県民の負託を受けていると言うことを繰り返し話す斎藤知事だが、元幹部職員はどういった思いだったのだろうか?

松浦武司記者:元県民局長の方に、6月下旬に私たちの取材班が話を伺いました。斎藤知事の県政の運営方針に問題意識を持っているということでした。元局長によると、知事は議会やその職員の方と充分にコミュニケーションができてない状態でも、強引に政策を進めていくところがあると。このまま続けば今後の県民や残る後輩にとってよくないのではないかと思って告発をしたとお話されていました。

■なぜ県の公益通報窓口を最初に使わなかったのか

告発された方は、内部告発もしているんですけど、まず最初にしたのは報道機関などへの外部告発だったのはなぜなのだろうか?

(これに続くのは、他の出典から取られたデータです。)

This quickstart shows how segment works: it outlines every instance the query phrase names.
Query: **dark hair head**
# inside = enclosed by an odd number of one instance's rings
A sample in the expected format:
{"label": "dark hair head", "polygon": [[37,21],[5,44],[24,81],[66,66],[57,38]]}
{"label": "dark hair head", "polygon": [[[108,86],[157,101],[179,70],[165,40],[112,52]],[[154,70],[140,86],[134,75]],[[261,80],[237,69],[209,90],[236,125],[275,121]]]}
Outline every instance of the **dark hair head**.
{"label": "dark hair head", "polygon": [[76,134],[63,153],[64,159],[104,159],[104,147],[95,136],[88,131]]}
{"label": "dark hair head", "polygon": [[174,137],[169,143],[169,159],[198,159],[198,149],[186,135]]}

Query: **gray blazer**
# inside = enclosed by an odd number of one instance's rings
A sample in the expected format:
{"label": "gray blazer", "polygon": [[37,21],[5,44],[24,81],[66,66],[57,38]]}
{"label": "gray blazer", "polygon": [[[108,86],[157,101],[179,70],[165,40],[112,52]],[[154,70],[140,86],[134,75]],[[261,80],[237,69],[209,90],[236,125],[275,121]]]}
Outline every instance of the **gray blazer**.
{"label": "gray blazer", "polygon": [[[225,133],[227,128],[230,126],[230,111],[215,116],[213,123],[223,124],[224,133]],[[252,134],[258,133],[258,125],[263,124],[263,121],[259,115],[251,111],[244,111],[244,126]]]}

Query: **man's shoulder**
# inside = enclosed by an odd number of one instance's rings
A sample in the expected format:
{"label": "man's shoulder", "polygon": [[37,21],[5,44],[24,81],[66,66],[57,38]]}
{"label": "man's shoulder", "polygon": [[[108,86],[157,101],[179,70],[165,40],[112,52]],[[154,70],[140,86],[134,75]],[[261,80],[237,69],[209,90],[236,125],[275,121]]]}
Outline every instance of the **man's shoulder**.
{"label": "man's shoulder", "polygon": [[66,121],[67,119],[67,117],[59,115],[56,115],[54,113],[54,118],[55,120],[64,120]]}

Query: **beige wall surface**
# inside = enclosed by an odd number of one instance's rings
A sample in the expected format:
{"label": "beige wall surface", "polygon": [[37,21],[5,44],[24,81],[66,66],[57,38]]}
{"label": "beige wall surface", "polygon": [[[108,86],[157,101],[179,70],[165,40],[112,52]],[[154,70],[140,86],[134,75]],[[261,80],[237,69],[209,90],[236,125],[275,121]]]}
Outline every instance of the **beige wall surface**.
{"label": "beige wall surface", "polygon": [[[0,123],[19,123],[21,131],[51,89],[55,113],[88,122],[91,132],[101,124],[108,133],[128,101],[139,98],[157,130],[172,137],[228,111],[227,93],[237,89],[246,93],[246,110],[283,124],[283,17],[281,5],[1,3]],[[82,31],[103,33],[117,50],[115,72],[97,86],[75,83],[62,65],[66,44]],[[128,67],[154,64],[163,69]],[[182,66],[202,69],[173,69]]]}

松浦武司記者:県の内部に公益通報窓口がありますが、最初に使わなかったんですね。なぜかと聞いたんですけれども、今回、県のトップに関する告発であって、県の内部の組織に相談するのが本当にいいのかどうか、その中で公正な調査が行われるのかまあ少し疑問が残るというふうにお話していました。その中で一番最初に選んだのが、3月に外部の報道機関に告発するという方法を選んだと話していました。

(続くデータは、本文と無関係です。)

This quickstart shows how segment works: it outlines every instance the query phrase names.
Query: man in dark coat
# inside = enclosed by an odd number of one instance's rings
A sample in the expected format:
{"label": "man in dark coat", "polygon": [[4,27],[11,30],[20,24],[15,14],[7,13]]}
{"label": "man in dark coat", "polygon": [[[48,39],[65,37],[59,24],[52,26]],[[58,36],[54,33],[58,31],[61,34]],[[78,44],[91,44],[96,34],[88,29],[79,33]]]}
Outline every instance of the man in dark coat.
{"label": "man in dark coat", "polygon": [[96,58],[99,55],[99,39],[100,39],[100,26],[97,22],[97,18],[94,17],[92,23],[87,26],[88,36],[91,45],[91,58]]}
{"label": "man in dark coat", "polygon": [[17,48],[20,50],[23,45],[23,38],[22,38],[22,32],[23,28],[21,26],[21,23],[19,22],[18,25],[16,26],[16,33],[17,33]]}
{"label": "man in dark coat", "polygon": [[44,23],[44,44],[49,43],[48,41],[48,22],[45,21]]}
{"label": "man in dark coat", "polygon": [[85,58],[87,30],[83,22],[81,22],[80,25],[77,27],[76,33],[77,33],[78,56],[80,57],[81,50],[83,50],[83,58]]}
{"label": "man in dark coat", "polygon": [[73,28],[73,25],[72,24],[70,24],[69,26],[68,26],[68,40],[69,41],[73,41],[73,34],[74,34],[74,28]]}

安藤優子さん:公益通報は、外部に対して情報を告発することも含まれていると私は理解しているのでですが、まずメディアに告発をしたというのはいろんなこう状況を考えて一番効果的であろうというふうにお考えになったんじゃないかというふうに思うんですね。でも、結局『嘘八百』という一言で片づけられてしまって、情報やその告発の内容を精査するまでもなく、片付けたっていうこと自体が、やっぱりこの内部告発をした人間の意思とか気持ちをもう思いっきり踏みつぶしたわけですよね。私は、内部告発者を守れないっていうところが、今回問題にしなくてはいけない構図だというふうに思います。

■現在の県庁の中の雰囲気は

連日このニュースをお伝えしている中で、県庁で働いている皆さんはどう思っているのか、県庁の中の雰囲気はどうなっているのか。

松浦武司記者:今日の会見でも、知事が述べていた『感謝する』という言葉なんですけれども、実際に私が取材している職員でも、普段ありがとうございますとかいう方じゃなかったんですけども、ありがとうございますと繰り返すようになった。その一方、これまで政策に口出しや意見を挟んできたところがあったらしいのですが、それがなくなって仕事がやりやすくなったという意見もあります。

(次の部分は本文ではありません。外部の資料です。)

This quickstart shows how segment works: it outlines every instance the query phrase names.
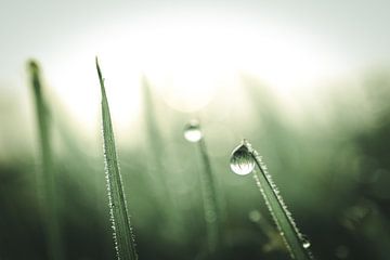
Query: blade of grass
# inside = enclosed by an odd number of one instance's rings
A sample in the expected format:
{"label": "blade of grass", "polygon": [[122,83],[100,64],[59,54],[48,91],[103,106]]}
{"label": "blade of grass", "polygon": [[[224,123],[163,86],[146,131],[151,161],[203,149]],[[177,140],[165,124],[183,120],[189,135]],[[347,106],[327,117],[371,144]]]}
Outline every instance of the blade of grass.
{"label": "blade of grass", "polygon": [[200,152],[204,168],[200,171],[200,186],[205,208],[207,243],[208,251],[212,253],[218,249],[222,239],[222,208],[206,141],[197,120],[192,120],[187,123],[184,129],[184,138],[190,142],[197,143]]}
{"label": "blade of grass", "polygon": [[35,106],[38,121],[40,157],[42,162],[42,174],[37,179],[38,193],[42,208],[48,253],[50,259],[62,260],[65,259],[64,250],[61,240],[57,212],[57,194],[55,188],[55,170],[53,164],[53,156],[51,150],[51,132],[50,132],[50,117],[49,108],[42,94],[42,84],[40,80],[39,66],[35,61],[28,64],[31,87],[35,98]]}
{"label": "blade of grass", "polygon": [[99,81],[102,92],[102,120],[104,161],[109,199],[109,214],[114,230],[114,243],[117,258],[120,260],[136,260],[134,235],[127,209],[123,184],[119,171],[118,158],[115,147],[115,139],[112,119],[109,115],[108,101],[104,87],[104,79],[95,60]]}
{"label": "blade of grass", "polygon": [[[253,172],[256,184],[258,185],[268,209],[276,223],[276,226],[290,252],[292,259],[312,260],[313,256],[308,249],[310,243],[298,230],[290,211],[287,209],[276,184],[268,172],[265,164],[260,155],[253,150],[249,142],[243,141],[243,144],[234,150],[231,160],[232,169],[238,174],[248,174]],[[259,171],[253,170],[255,165]]]}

松浦武司記者:一方で弊害も出ておりまして、知事が出席するイベントや会議を調整する時に、相手の団体や企業から今回の問題どうなってるんだという指摘があったりとか、知事が出るならイベントや会議を延期したり、中止しましょうという動きになっていて、実際に県政の停滞が起きています。

田村淳さん:停滞している状況は、県民にとって良くない状況っていうのは、知事はどういうふうに受け止めて、知事の周りでそのサポートしてる人達は、どのような空気感になってるんですか?

松浦武司記者:知事の周りにいる最高幹部のほとんどが、知事に辞職したらどうかと話しているらしいんですね。ただ辞職して、もう一度出直し選挙をするとか、いろんな責任のとり方があるという信念がある中で、知事は頑なに辞職をしないですね。会見では、3年前の選挙で85万票の県民の負託を受けたから、私は続ける必要があるんだと説明しています。

田村淳さん:3年前はこういう問題がなかった知事を選んだのであって、こういう問題が出てきたのであれば、もう1回意見を聞くのが当たり前のような気がするんですけどね。

■安藤優子さんは「コミュニケーション不足と片付けることはおかしい」と話す

安藤優子さん:斎藤知事になってから、政策決定が割と密室で行われるようになったっていう話も聞くんですけれども、県の職員たちが不信感を持ったのは相当前からなんじゃないかなって気がするのですが、どうでしょうか?

松浦武司記者:現場の職員の声を拾い上げるというより、ある程度息のかかった幹部で決定をして、強引に進めてしまう。だから職員の声が届かないという声はありました。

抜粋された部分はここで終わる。